Sorry for the bad quality images but i really want to know what the white spots are on my screen. about 3 weeks ago i brough the AOC 24G2U 144hz monitor and when it arrived i got a very annoying red pixel that was bugging me all the time, so i tried to fix it by using online websites like jscreenfix or something like that and its very small the pixel now but its not as bad. I have also tried to apply some pressure to the red pixel which seem to help again but ever since doing these things i made this white ball of maybe pixels (i dont know) appear and it's right under the red pixel. I was wondering what it is. Is it just a bunch of white stuck or dead pixels and if yes is there any way to fix it or will it eventually fix itself. This white ball of pixels or whatever it is its very distracting while watching movies or even playing. Also these white pixels only appear on black or dark backgrounds since i never see them when there are bright colors. Thanks for the help!


----------



## silentbogo (Mar 29, 2020)

You've probably pushed too hard. Those white spots are backlight bleed.
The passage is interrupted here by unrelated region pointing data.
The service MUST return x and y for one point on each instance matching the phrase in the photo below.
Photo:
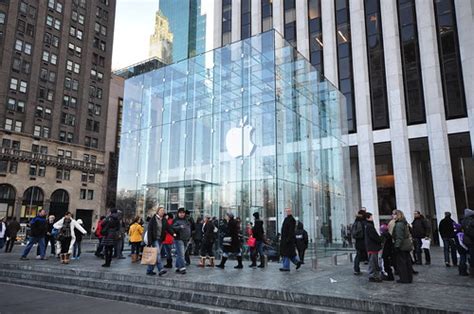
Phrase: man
(39, 228)
(12, 231)
(182, 229)
(446, 230)
(420, 229)
(156, 232)
(288, 242)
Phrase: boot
(222, 263)
(239, 261)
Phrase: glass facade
(249, 127)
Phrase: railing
(49, 160)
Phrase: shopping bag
(425, 243)
(149, 256)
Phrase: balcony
(49, 160)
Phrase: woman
(231, 242)
(110, 232)
(67, 235)
(135, 234)
(403, 245)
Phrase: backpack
(358, 230)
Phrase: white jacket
(74, 224)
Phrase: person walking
(446, 230)
(182, 230)
(373, 243)
(420, 229)
(39, 228)
(207, 245)
(302, 242)
(403, 245)
(135, 234)
(231, 242)
(358, 234)
(12, 230)
(156, 233)
(110, 230)
(288, 242)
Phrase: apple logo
(238, 140)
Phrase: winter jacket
(446, 228)
(288, 239)
(38, 226)
(420, 228)
(135, 233)
(373, 242)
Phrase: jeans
(32, 241)
(286, 261)
(180, 251)
(158, 264)
(450, 245)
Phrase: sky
(134, 24)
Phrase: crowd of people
(401, 245)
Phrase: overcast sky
(134, 23)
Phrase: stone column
(329, 41)
(465, 25)
(365, 140)
(443, 186)
(396, 101)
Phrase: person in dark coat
(301, 241)
(231, 242)
(259, 234)
(358, 234)
(12, 231)
(446, 231)
(111, 233)
(373, 243)
(288, 242)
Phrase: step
(178, 294)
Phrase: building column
(465, 26)
(443, 186)
(396, 100)
(328, 19)
(365, 140)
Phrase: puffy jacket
(135, 232)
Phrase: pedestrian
(67, 235)
(373, 243)
(12, 232)
(403, 245)
(358, 234)
(38, 231)
(288, 242)
(182, 230)
(231, 242)
(156, 233)
(110, 230)
(208, 238)
(446, 230)
(302, 241)
(76, 251)
(421, 230)
(135, 234)
(468, 228)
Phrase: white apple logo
(238, 140)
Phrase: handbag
(149, 256)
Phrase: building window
(450, 59)
(375, 55)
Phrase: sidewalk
(436, 286)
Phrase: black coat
(446, 228)
(373, 242)
(288, 239)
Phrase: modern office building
(55, 60)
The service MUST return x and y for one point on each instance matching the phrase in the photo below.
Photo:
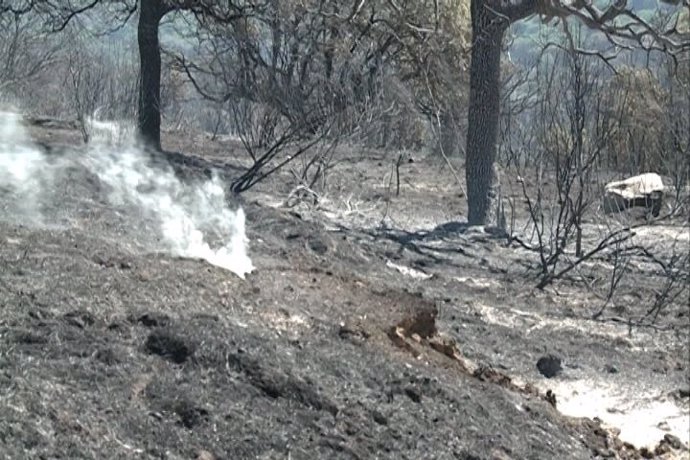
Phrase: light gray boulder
(645, 190)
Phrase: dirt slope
(330, 349)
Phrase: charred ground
(330, 349)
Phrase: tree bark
(149, 122)
(488, 30)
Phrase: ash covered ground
(348, 339)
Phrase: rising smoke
(193, 220)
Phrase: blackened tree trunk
(488, 29)
(149, 123)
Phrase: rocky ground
(373, 326)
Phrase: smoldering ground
(110, 349)
(163, 212)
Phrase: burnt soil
(326, 350)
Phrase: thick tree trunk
(483, 116)
(149, 123)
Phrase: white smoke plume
(194, 220)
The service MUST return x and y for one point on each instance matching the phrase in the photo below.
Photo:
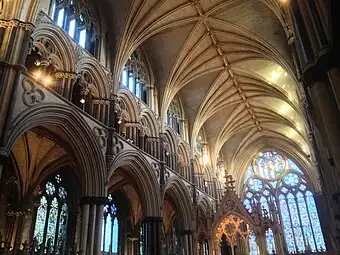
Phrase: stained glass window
(77, 20)
(110, 230)
(254, 249)
(51, 215)
(175, 115)
(135, 77)
(278, 185)
(270, 242)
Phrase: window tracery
(174, 116)
(110, 230)
(77, 20)
(135, 77)
(52, 214)
(275, 181)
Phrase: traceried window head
(77, 20)
(52, 215)
(135, 77)
(276, 184)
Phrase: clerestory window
(77, 21)
(135, 77)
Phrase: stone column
(99, 226)
(14, 45)
(91, 229)
(187, 242)
(27, 219)
(334, 80)
(152, 235)
(325, 220)
(85, 209)
(211, 243)
(328, 116)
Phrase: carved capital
(31, 94)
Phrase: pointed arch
(82, 141)
(151, 124)
(180, 195)
(130, 105)
(138, 168)
(242, 160)
(96, 76)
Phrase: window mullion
(111, 237)
(46, 222)
(57, 227)
(291, 223)
(301, 224)
(311, 225)
(104, 232)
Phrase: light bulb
(37, 74)
(48, 80)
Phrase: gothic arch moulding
(180, 195)
(279, 145)
(95, 76)
(134, 165)
(82, 142)
(149, 124)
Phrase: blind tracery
(273, 180)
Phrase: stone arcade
(194, 127)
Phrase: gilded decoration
(65, 75)
(117, 145)
(31, 94)
(14, 23)
(232, 227)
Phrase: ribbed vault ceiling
(228, 60)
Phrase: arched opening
(78, 21)
(135, 77)
(122, 215)
(234, 236)
(39, 202)
(171, 229)
(275, 185)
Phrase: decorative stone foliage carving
(31, 94)
(117, 145)
(156, 168)
(230, 206)
(101, 135)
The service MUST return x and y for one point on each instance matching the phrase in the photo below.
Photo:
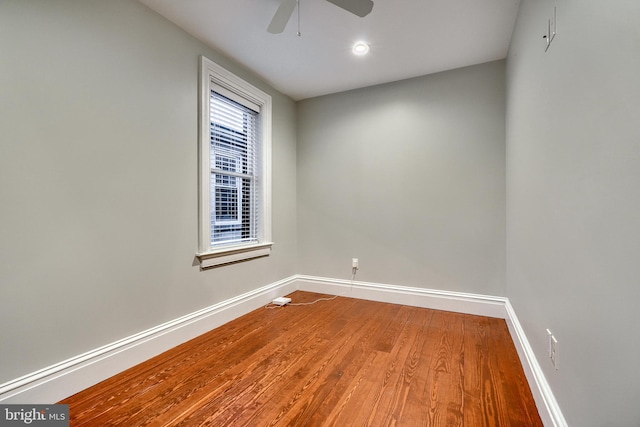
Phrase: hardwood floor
(344, 362)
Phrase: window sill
(230, 255)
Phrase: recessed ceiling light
(360, 48)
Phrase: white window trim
(213, 74)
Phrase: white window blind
(234, 154)
(234, 202)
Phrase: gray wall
(573, 192)
(98, 180)
(409, 177)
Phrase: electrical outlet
(553, 349)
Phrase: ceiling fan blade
(360, 8)
(281, 18)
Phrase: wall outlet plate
(281, 301)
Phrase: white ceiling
(408, 38)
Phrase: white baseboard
(545, 400)
(56, 382)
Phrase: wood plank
(339, 362)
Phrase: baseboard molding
(545, 400)
(482, 305)
(56, 382)
(66, 378)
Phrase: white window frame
(213, 75)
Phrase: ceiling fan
(360, 8)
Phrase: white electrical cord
(350, 291)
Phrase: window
(235, 168)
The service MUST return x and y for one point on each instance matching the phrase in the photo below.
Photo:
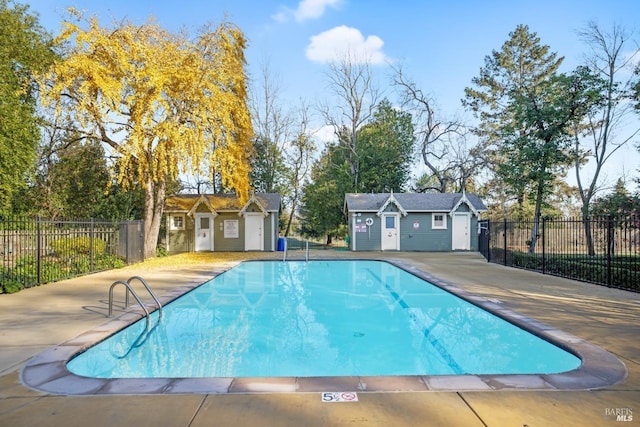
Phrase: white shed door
(253, 235)
(390, 232)
(204, 232)
(461, 238)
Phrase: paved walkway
(36, 319)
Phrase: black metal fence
(37, 251)
(605, 251)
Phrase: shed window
(177, 222)
(439, 221)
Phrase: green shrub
(8, 284)
(69, 246)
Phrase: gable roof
(187, 203)
(412, 202)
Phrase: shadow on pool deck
(40, 318)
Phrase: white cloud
(307, 9)
(313, 9)
(341, 42)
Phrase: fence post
(544, 220)
(504, 240)
(91, 241)
(38, 250)
(610, 236)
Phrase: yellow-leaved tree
(165, 103)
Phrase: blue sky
(440, 44)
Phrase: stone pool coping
(47, 372)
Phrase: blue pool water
(320, 318)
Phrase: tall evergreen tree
(526, 109)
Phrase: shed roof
(411, 202)
(220, 202)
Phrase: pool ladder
(131, 291)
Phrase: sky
(440, 44)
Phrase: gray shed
(218, 222)
(413, 221)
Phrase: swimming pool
(48, 371)
(319, 319)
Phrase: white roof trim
(205, 200)
(253, 199)
(393, 200)
(465, 200)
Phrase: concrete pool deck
(40, 318)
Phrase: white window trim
(434, 226)
(171, 222)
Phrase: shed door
(204, 232)
(461, 239)
(253, 237)
(390, 232)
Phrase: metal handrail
(153, 295)
(135, 295)
(284, 257)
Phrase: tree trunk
(293, 209)
(536, 218)
(154, 195)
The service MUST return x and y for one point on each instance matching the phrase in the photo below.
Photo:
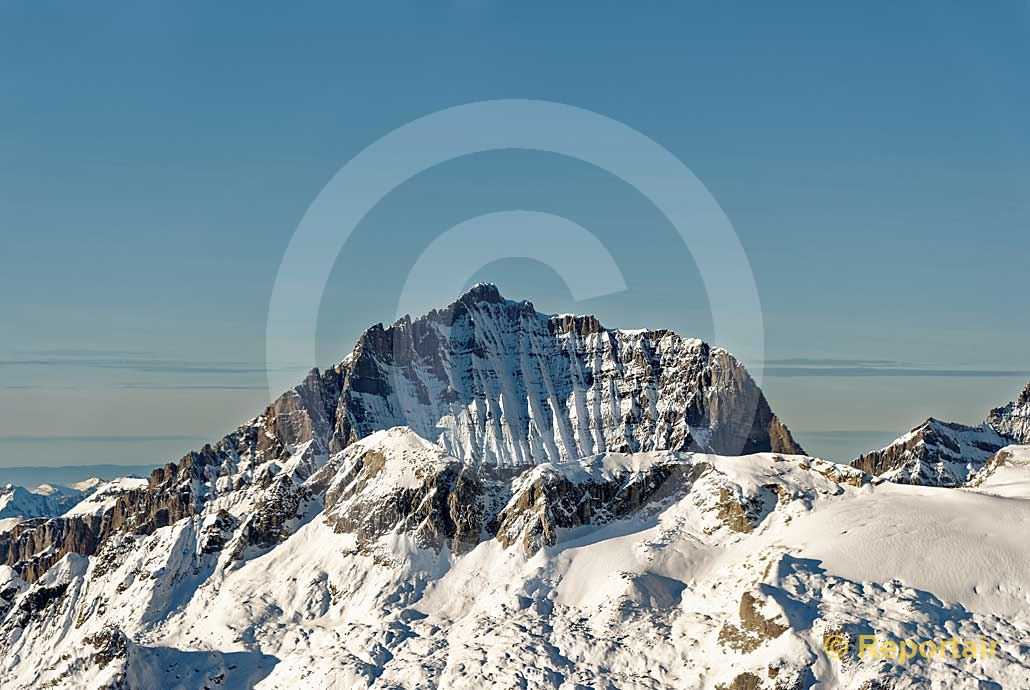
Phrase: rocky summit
(939, 453)
(491, 496)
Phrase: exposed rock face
(934, 453)
(594, 491)
(396, 481)
(755, 627)
(1013, 420)
(499, 385)
(495, 382)
(45, 501)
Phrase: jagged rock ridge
(1013, 420)
(494, 382)
(939, 453)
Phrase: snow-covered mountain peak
(1014, 419)
(935, 453)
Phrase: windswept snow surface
(735, 579)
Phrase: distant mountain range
(491, 496)
(938, 453)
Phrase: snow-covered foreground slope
(397, 565)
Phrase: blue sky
(157, 159)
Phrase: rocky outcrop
(395, 481)
(938, 453)
(935, 453)
(499, 385)
(551, 497)
(1013, 420)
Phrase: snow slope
(725, 572)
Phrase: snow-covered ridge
(688, 571)
(939, 453)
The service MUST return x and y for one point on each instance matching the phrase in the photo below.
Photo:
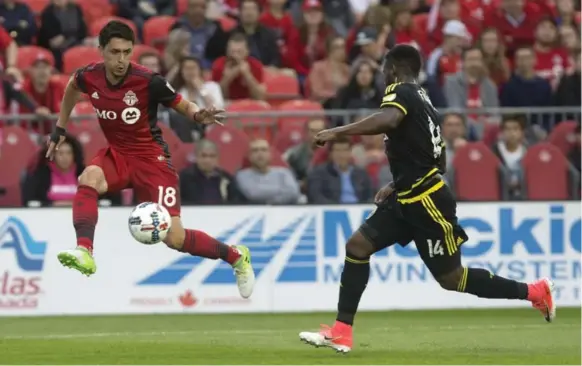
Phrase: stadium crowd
(286, 69)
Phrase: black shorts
(431, 222)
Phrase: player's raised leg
(92, 184)
(382, 229)
(198, 243)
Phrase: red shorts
(152, 179)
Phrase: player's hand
(324, 136)
(209, 116)
(55, 141)
(383, 193)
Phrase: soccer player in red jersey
(126, 97)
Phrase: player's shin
(201, 244)
(483, 283)
(353, 283)
(85, 215)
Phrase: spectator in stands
(551, 60)
(204, 183)
(299, 156)
(177, 48)
(54, 183)
(280, 21)
(362, 92)
(207, 38)
(313, 33)
(525, 88)
(191, 85)
(369, 155)
(9, 51)
(18, 20)
(262, 183)
(511, 149)
(446, 60)
(566, 13)
(454, 133)
(152, 61)
(330, 74)
(496, 64)
(44, 92)
(262, 41)
(339, 181)
(516, 20)
(62, 27)
(240, 76)
(471, 88)
(568, 92)
(569, 38)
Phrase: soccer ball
(149, 223)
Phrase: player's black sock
(353, 283)
(483, 283)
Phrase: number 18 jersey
(414, 148)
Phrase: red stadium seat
(254, 127)
(16, 151)
(310, 108)
(477, 173)
(140, 49)
(97, 24)
(546, 173)
(91, 138)
(563, 136)
(233, 146)
(280, 88)
(79, 56)
(276, 159)
(27, 55)
(156, 30)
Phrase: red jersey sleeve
(162, 92)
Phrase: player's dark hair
(115, 29)
(405, 58)
(470, 49)
(339, 141)
(521, 119)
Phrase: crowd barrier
(298, 254)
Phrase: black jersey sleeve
(397, 95)
(162, 92)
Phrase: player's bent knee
(93, 177)
(359, 246)
(450, 281)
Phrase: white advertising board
(297, 254)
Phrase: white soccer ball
(149, 223)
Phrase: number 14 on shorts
(434, 248)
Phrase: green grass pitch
(516, 336)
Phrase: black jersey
(413, 148)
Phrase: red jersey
(552, 64)
(128, 111)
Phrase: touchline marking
(274, 331)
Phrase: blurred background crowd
(505, 73)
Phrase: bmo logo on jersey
(130, 115)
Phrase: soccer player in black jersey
(417, 206)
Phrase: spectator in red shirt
(313, 34)
(516, 22)
(46, 93)
(496, 64)
(239, 75)
(446, 60)
(279, 20)
(551, 61)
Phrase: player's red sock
(85, 216)
(201, 244)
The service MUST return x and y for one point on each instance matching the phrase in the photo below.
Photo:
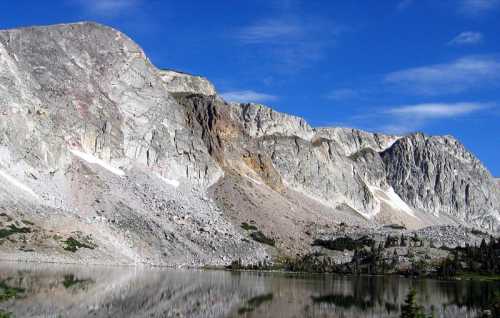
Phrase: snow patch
(253, 180)
(94, 160)
(392, 198)
(172, 182)
(18, 184)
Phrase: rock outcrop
(178, 82)
(152, 166)
(437, 174)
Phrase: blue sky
(392, 66)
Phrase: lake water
(72, 291)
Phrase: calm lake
(45, 290)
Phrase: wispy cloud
(467, 38)
(404, 4)
(404, 119)
(248, 96)
(342, 94)
(292, 42)
(478, 7)
(408, 118)
(436, 110)
(271, 31)
(108, 8)
(454, 77)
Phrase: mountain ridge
(153, 166)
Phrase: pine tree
(410, 309)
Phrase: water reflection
(70, 291)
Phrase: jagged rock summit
(106, 159)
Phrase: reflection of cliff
(131, 292)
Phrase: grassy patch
(7, 292)
(255, 302)
(72, 245)
(70, 281)
(479, 277)
(12, 229)
(5, 314)
(258, 236)
(248, 227)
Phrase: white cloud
(108, 7)
(454, 77)
(478, 7)
(467, 38)
(248, 96)
(290, 42)
(408, 118)
(436, 110)
(270, 31)
(342, 94)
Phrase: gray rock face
(97, 143)
(92, 141)
(177, 82)
(437, 174)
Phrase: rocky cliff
(140, 165)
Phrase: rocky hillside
(106, 159)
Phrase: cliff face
(437, 174)
(152, 166)
(94, 147)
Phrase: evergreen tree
(410, 309)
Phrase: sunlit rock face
(178, 82)
(93, 143)
(152, 166)
(438, 174)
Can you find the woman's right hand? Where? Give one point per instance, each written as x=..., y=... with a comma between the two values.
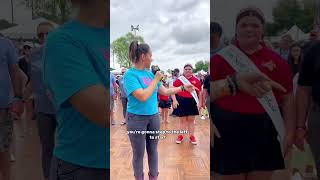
x=175, y=104
x=256, y=84
x=159, y=76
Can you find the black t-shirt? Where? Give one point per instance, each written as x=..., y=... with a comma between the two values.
x=310, y=70
x=206, y=84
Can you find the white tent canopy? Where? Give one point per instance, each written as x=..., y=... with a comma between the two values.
x=27, y=30
x=295, y=32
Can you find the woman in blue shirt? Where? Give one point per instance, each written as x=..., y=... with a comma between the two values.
x=141, y=87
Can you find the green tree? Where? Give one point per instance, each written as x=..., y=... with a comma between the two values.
x=58, y=11
x=291, y=12
x=201, y=65
x=120, y=48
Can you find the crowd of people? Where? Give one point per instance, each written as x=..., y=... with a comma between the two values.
x=62, y=84
x=147, y=94
x=256, y=128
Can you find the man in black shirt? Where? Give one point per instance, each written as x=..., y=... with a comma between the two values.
x=308, y=102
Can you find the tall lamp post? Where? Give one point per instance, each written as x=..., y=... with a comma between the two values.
x=317, y=18
x=12, y=17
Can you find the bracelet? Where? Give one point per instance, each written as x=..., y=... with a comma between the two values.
x=235, y=82
x=231, y=86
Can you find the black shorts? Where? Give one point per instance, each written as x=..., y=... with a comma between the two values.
x=186, y=107
x=164, y=104
x=248, y=143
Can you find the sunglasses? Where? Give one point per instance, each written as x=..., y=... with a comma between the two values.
x=41, y=35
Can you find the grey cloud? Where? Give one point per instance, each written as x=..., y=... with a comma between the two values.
x=191, y=33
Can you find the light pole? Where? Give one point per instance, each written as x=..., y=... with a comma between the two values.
x=317, y=14
x=12, y=18
x=135, y=29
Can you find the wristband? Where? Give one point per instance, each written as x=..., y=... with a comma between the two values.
x=183, y=88
x=231, y=86
x=235, y=82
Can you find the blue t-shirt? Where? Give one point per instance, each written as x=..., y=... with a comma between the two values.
x=112, y=81
x=135, y=79
x=121, y=86
x=8, y=57
x=75, y=58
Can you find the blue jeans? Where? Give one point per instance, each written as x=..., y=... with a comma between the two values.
x=62, y=170
x=141, y=141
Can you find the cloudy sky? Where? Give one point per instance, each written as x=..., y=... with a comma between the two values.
x=225, y=11
x=176, y=30
x=21, y=13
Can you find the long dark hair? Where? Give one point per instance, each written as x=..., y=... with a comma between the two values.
x=136, y=50
x=295, y=68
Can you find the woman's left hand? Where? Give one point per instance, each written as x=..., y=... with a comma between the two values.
x=288, y=142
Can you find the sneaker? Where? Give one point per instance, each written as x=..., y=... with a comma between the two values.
x=193, y=140
x=179, y=139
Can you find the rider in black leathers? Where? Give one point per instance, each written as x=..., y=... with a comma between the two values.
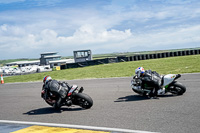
x=59, y=89
x=150, y=78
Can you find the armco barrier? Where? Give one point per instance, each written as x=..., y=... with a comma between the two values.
x=132, y=58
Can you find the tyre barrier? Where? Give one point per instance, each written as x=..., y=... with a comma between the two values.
x=132, y=58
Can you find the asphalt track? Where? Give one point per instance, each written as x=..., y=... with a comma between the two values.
x=115, y=106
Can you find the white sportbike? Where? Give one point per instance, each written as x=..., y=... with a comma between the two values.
x=168, y=84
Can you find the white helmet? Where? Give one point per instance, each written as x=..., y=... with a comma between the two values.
x=46, y=79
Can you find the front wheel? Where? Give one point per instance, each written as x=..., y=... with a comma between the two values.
x=83, y=100
x=177, y=88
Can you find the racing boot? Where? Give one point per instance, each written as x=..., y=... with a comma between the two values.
x=58, y=103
You have a reflective layer on the very back of your LCD, and if it's dented or damaged - you get this kind of artifacts (quite common on laptops).
There is a way to fix it (especially in small cases like yours), but given your history with literally smashing dead pixels, I'll restrain myself from describing how to do it specifically  
I'll just say that it requires full disassembly, lots of patience, steady hands and good eye for detail.


----------



## CraveNinja (Mar 29, 2020)

thanks for the quick reply. i'll just have to live with it or take it to a repair shop.


----------



## silentbogo (Mar 29, 2020)

CraveNinja said:


> i'll just have to live with it or take it to a repair shop.


I'd take it to a repair shop. The procedure is trivial and cheap, just requires someone more experienced to perform it.


----------



## CraveNinja (Mar 29, 2020)

thanks for the help and i will definetly do that!


----------



## Bill_Bright (Mar 29, 2020)

CraveNinja said:


> about 3 weeks ago i brough the AOC 24G2U


With it being just 3 weeks ago, I would return it from where you bought it. Most retailers have at least a 30 day return policy, some go up to 1 year. If the retailer refuses, go for an RMA. That is not a stuck pixel so I think they should honor it. If you take it to a shop, they might do something that might void your warranty.


----------



## Vayra86 (Mar 29, 2020)

I hope you can get it fixed under warranty, because its very obvious this damage is user error.

For your next monitor purchase, treat this like its a lottery and make sure you have a no nonsense return policy wherever you buy. Return as in: no reason required. If it has excessive bleeding, IPS glow, dead or stuck pixels... even only ONE... just return the thing.


----------



## CraveNinja (Mar 31, 2020)

thanks guys for the help. i've contacted them hopefully they'll get back to me soon!


----------